The Juravinski Hospital is a hospital in Hamilton, Ontario, Canada operated by Hamilton Health Sciences. It is located adjacent to the Juravinski Cancer Centre. The hospital was ranked 2nd in Canada for research according to Research Infosource Inc. in 2014.

Juravinski Hospital and Cancer Centre is a full-service general hospital offering cancer care, orthopedics and hepatobiliary surgery. The site's focus is cancer care services, with programs ranging from prevention, screening and diagnosis to treatment including chemotherapy and the region's only radiation treatment program. In addition, the Juravinski Hospital is the site of the Hamilton region's only hepatobiliary surgery center.

==History==
The site was first occupied by Mount Hamilton Hospital, which opened on Concession Street in April 1917 to help care for veterans of the First World War.

In 1954, Nora-Frances Henderson Hospital opened as a 322-bed maternity hospital on the same site. It was named after the first woman on Hamilton City Council and the first elected to a Canadian city Board of Control. She was a journalist and activist who had promoted children's and women's rights to health care.
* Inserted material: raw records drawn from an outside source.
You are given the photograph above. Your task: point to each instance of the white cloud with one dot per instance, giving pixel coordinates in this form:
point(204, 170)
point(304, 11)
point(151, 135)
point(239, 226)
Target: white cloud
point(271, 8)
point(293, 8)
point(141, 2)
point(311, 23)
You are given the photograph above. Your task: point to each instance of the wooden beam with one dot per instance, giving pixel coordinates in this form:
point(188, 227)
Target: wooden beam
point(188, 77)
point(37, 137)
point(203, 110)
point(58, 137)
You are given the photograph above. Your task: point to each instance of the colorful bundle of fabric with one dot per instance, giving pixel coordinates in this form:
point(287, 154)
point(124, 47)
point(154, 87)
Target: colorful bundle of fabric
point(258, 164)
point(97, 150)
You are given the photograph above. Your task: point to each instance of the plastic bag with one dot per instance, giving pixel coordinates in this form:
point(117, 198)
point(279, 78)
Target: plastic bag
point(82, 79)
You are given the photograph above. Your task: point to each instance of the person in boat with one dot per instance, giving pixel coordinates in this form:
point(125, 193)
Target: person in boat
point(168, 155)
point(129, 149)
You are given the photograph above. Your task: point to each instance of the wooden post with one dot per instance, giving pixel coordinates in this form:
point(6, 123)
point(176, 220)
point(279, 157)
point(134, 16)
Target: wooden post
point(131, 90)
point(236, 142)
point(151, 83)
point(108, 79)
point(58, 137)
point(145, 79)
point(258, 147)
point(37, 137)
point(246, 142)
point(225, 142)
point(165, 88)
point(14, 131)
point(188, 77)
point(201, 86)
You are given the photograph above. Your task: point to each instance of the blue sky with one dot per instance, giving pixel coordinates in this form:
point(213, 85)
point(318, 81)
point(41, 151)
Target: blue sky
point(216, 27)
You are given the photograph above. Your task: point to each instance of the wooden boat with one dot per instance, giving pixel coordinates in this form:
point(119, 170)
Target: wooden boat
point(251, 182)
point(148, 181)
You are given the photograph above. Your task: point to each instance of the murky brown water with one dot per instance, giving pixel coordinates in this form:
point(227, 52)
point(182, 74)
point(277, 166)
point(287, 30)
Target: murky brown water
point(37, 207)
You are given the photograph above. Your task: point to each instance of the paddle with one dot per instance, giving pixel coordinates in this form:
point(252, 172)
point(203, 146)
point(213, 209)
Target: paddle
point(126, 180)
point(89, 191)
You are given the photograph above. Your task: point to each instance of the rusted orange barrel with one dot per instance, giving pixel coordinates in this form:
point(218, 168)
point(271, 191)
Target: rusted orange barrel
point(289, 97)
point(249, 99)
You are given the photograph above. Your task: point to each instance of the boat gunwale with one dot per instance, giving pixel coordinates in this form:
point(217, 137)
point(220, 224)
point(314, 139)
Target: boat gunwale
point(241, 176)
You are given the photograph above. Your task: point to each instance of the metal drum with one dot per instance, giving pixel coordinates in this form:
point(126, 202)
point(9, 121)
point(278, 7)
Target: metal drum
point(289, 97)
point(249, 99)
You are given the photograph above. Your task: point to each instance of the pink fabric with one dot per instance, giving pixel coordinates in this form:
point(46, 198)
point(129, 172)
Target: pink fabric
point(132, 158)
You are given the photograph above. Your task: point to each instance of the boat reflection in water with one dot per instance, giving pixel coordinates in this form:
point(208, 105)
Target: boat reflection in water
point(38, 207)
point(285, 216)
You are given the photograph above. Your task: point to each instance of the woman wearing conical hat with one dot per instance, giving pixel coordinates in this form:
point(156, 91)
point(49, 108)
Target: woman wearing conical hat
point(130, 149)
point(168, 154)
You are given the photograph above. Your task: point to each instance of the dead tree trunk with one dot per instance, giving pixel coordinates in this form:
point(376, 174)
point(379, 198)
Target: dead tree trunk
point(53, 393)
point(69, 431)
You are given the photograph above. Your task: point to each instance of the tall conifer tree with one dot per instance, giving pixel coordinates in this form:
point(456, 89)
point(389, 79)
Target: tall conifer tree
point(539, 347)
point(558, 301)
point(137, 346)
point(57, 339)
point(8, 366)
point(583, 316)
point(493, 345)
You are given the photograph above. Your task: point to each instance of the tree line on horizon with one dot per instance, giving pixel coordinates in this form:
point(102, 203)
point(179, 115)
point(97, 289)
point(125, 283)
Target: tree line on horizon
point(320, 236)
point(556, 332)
The hospital operated as Henderson General Hospital for several years.

The site was redeveloped in 2010, and renamed Juravinski Hospital after Charles Juravinski, former owner of the Flamboro Downs racetrack. He and his wife Margaret donated $43 million to Hamilton city hospitals.

==Fundraising==
The Hamilton Health Sciences Foundation raises funds to support the Juravinski Hospital and Cancer Centre including: facilities, equipment, research, patient amenities, and staff education.